5) I’m On Everything (4: 31)- Decent beat, cool sample, sick flows, ehh lyrics-joke song. People need to relax and stop crying every time Eminem makes an average song. Royce’s constant stream of movie references are pretty funny, and so is:
“I’m the type that’ll take a bath with a whore
Drown her, bang her head on the passenger door
When I’m stashin’ her in the back, smacking
Her forehead on the dash and its accidentally blowin’, a Benz jeep horn”
6) A Kiss (4:34)- A Bangladesh beat laden with bells and filled with misogynistic lyrics-apparently a formula for success, because damn is this song good. Royce and Em both deliver their equally hilarious and witty lines with a quiet, fiery, flow. Eminem once again shows that he has more to offer than the usual yell technique he’s been implementing, and introduces us to a different soft spoken double time flow. Royce has many clever lines (“'bout to saves a couple of these bitches, that's right, I'm the new Bible/You? You five-O, me?/I'm all grounded than punishments/But I'm too fly though/y'all niggas be winin', I should call you Moscato”) but Eminem wins cleverness with his allusion to a threesome: “A one night stand is all he wants wit a female fan, yeah, one like Stan/So by the one nightstand this bedroom has two lamps and only one nightstand/Get the hint?”. The song also contains a reference to Lady Gaga, Katie Perry, and Justin “Beaver”, and easily the best back and forth on the whole EP. Hook is pretty gay though.
7) Lighters (5: 04)- Yeah it’s a good song. Yeah, Bruno Mars does well on it. But it just doesn’t work with this EP and creates a rift in the flow of the album. You’ll hear it on the radio soon enough. SMH at T-Pain not wanting to work with Royce though: “I remember when T-Pain ain't wanna work with me/Now my car starts itself, parks itself and auto-tunes”
8) Take From Me (3: 26)- Although it’s the shortest track, this song is easily the most meaningful. The hook, sung by the aforementioned Claret Jai, reiterates the song’s theme of selfishness and inconsiderate fans/family members/people in general. Eminem focuses on leakers and how they actually have an impact on him since now that he’s sober, his music and his daughters are really all that he has left. This verse sees Em pretty close to his prime form, and believe it or not, Royce manages to completely keep up and maybe even surpass him with his opening verse. Eminem has the better flow but rhyme scheme and content wise…it could go either way. Here are the best parts from each verse:
“Guess that's the difference in friends and associates, I done been broke
I done been through the motions, I don't pay no attention to birds, I use my scope and I tend to the vultures
No one ever blows up your phone just to talk, I don't make money just to loan it to y'all
Tell a nigga that then you wildin' it's like dialin' 'em and then talking to a hole in the wall
Please look at these expenses, these niggas expensive, if I gotta lend you money every time
I see you just to be your friend bitch, I don't really need your friendship”
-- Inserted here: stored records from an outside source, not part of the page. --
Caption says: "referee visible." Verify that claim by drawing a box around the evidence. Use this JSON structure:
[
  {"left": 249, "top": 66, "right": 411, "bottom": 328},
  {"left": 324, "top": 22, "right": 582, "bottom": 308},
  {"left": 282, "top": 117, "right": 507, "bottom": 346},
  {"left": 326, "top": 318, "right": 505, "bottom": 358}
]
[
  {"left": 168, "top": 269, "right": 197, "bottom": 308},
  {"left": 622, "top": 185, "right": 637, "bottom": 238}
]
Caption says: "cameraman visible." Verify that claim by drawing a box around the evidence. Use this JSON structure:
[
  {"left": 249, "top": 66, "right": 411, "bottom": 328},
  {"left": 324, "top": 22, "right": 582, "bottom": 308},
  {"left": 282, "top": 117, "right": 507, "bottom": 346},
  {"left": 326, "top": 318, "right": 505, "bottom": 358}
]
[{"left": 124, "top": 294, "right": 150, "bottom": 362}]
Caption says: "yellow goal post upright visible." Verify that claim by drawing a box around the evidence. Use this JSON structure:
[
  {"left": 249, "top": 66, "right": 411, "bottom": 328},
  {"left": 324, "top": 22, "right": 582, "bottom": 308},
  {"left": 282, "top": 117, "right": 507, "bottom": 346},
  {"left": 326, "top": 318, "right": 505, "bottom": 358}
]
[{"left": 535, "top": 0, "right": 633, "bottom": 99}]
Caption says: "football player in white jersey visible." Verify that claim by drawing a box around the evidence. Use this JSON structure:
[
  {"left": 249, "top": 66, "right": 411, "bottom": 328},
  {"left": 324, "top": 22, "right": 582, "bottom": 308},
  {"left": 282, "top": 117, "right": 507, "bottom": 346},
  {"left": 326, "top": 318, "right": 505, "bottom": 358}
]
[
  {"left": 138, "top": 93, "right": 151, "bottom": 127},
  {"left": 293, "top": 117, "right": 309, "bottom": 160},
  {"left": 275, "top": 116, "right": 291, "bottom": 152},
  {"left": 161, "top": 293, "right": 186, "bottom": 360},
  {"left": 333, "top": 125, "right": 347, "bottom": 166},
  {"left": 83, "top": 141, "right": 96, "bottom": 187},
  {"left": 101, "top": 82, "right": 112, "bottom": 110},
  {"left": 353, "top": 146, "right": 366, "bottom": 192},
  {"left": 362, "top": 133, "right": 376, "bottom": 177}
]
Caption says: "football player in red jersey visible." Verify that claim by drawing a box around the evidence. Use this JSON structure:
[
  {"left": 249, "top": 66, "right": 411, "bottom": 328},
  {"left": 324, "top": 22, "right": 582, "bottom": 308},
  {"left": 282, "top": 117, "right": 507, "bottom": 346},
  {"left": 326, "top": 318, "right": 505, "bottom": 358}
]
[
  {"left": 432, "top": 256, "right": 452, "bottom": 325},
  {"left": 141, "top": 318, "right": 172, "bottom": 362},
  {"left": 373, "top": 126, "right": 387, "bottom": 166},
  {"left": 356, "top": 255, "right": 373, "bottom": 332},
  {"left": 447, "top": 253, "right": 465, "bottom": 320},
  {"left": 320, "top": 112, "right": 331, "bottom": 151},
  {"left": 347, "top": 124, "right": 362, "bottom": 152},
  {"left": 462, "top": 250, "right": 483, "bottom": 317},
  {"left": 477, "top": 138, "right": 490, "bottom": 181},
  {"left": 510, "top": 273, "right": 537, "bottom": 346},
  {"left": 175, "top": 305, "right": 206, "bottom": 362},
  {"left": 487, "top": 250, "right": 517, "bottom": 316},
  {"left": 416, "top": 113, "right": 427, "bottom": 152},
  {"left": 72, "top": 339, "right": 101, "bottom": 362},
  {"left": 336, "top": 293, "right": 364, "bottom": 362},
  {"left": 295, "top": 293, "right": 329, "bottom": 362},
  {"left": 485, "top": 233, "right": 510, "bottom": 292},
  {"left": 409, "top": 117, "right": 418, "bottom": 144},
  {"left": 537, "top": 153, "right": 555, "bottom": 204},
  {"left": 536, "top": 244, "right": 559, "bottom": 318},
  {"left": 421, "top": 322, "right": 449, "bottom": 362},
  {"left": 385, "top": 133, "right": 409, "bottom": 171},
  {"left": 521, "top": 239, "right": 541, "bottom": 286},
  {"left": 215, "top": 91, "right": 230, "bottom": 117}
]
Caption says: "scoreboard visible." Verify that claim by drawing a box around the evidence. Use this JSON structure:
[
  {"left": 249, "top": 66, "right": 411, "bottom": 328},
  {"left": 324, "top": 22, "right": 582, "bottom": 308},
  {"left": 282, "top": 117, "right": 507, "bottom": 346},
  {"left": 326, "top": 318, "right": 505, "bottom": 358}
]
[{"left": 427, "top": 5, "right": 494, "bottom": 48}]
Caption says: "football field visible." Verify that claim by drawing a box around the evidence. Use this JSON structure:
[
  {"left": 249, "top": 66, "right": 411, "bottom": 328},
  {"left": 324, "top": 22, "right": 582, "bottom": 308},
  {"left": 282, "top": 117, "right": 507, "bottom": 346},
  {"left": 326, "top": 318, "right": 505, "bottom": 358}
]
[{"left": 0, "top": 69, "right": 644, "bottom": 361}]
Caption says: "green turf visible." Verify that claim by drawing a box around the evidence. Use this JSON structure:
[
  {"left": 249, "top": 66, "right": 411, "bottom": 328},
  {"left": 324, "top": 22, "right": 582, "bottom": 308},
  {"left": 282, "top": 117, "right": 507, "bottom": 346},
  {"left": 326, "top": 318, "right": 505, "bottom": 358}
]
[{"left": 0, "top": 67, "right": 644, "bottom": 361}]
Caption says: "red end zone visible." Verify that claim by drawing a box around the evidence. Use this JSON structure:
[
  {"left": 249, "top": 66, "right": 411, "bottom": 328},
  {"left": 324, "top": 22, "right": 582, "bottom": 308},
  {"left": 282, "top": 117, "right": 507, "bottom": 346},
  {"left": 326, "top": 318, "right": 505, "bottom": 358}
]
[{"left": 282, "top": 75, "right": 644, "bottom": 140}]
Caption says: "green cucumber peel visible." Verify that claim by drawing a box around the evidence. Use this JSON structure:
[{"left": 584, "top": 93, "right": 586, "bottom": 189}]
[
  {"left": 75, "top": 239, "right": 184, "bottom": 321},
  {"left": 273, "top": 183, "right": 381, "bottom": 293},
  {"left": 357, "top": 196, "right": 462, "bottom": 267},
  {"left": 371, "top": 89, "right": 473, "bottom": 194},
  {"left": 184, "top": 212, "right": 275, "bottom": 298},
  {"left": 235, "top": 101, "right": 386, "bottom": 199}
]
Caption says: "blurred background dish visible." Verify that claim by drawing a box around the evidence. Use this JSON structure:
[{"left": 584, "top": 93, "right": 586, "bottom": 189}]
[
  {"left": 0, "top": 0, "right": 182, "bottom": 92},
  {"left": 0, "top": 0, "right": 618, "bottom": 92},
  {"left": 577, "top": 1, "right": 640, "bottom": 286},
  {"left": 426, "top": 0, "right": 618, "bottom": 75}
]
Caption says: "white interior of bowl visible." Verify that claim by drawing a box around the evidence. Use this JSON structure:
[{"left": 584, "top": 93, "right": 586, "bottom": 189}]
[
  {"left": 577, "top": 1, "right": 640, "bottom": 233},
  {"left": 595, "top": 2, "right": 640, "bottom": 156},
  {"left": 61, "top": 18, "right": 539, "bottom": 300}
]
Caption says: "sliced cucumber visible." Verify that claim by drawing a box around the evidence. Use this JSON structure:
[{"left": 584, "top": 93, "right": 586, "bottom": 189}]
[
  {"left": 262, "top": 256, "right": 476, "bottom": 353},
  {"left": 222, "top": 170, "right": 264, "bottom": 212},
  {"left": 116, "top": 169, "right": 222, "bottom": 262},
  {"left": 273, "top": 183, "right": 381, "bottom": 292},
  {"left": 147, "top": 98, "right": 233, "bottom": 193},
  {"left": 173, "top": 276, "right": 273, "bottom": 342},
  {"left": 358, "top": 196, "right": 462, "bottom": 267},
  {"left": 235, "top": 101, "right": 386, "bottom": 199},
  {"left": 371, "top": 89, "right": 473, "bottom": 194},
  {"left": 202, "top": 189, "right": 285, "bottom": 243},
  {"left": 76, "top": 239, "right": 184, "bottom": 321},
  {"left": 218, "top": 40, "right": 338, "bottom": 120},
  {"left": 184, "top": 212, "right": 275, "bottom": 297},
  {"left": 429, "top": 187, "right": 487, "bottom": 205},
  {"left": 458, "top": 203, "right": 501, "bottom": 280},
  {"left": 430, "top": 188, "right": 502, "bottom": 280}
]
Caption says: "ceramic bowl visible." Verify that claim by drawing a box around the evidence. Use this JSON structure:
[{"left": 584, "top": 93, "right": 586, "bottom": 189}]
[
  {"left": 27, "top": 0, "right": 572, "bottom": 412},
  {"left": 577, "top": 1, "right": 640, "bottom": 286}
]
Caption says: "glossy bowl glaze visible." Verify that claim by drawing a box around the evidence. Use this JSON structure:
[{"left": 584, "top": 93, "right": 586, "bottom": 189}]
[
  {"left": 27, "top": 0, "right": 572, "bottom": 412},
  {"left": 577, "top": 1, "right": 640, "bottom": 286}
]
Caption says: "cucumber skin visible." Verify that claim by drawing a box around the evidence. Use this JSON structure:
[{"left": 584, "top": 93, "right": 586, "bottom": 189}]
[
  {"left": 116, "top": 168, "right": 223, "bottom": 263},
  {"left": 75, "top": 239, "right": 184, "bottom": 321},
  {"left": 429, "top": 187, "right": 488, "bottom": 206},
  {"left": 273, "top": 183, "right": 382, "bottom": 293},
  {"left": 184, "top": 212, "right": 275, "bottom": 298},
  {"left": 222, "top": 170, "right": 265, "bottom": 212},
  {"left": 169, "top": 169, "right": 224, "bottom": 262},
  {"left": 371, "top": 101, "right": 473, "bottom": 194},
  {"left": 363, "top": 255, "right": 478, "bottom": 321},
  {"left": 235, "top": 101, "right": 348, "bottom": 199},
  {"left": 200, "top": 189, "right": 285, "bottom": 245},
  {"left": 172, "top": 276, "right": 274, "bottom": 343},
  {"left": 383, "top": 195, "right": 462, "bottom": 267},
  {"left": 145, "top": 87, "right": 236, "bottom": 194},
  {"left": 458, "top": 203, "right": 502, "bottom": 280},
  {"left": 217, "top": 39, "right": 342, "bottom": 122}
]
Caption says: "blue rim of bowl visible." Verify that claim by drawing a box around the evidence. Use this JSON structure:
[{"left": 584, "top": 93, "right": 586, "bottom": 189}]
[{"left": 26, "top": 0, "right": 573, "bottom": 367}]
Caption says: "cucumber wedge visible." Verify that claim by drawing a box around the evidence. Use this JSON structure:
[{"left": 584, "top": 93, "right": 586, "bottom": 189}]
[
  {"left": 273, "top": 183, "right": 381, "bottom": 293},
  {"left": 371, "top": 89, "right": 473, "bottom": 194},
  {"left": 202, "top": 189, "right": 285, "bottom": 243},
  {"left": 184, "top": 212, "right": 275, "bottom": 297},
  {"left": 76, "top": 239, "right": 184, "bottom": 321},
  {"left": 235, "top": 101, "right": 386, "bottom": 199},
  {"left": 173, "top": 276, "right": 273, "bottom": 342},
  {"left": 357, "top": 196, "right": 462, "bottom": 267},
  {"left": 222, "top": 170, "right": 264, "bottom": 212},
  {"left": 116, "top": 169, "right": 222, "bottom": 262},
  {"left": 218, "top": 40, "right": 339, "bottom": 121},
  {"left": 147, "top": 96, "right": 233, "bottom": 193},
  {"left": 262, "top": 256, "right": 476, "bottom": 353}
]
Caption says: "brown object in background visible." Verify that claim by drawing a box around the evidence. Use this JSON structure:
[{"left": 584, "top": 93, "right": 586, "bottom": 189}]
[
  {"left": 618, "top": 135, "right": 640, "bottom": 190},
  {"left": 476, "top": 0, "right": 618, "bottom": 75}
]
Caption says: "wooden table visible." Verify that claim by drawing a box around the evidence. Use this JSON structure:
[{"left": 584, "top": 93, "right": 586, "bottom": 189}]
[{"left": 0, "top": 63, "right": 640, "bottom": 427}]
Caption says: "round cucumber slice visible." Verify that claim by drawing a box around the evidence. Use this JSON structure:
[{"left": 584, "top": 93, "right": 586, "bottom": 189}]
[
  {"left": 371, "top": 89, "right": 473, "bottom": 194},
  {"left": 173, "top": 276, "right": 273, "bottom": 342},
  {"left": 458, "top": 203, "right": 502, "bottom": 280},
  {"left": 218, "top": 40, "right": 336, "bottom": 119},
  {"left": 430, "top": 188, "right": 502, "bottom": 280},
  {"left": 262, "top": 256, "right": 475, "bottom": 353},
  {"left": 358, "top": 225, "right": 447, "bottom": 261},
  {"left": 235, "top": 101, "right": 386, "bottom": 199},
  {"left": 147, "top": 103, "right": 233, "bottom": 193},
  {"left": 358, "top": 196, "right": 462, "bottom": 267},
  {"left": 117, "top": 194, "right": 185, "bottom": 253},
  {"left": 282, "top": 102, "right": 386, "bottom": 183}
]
“Cause I break my back to give you my art
You steal my thoughts, it's like driving a spike through my heart
You might not think it's that big of a deal to steal from me but music is all I got"
“I have nothing else to give you, nothing left to contribute
Farewell I bid you, but before I go, my last gift to you,
Ladies and gentleman, Slaughterhouse I give you!”
9) Loud Noises (4:20)- Final song on the regular version of the EP, featuring Em, Royce and all the other members of Slaughterhouse
in a back to back, no time to breath, double time frenzy. Each rapper delivers something unique, Eminem with a sick flow, Crooked I
with an insane amount of multi’s, Royce with his “big dick” humor, Joell Ortiz
with an incredibly fast Yelawolf
-ish verse, and even Budden tosses aside his usual drawl for a double time verse with deadly lines. Despite the great verses however, the song doesn’t quite mesh together too well and comes off as kind of obnoxious. Still, there are many sick sounding lines like Joe Budden
’s “Got an aura more like Sodom and Gomorrah”.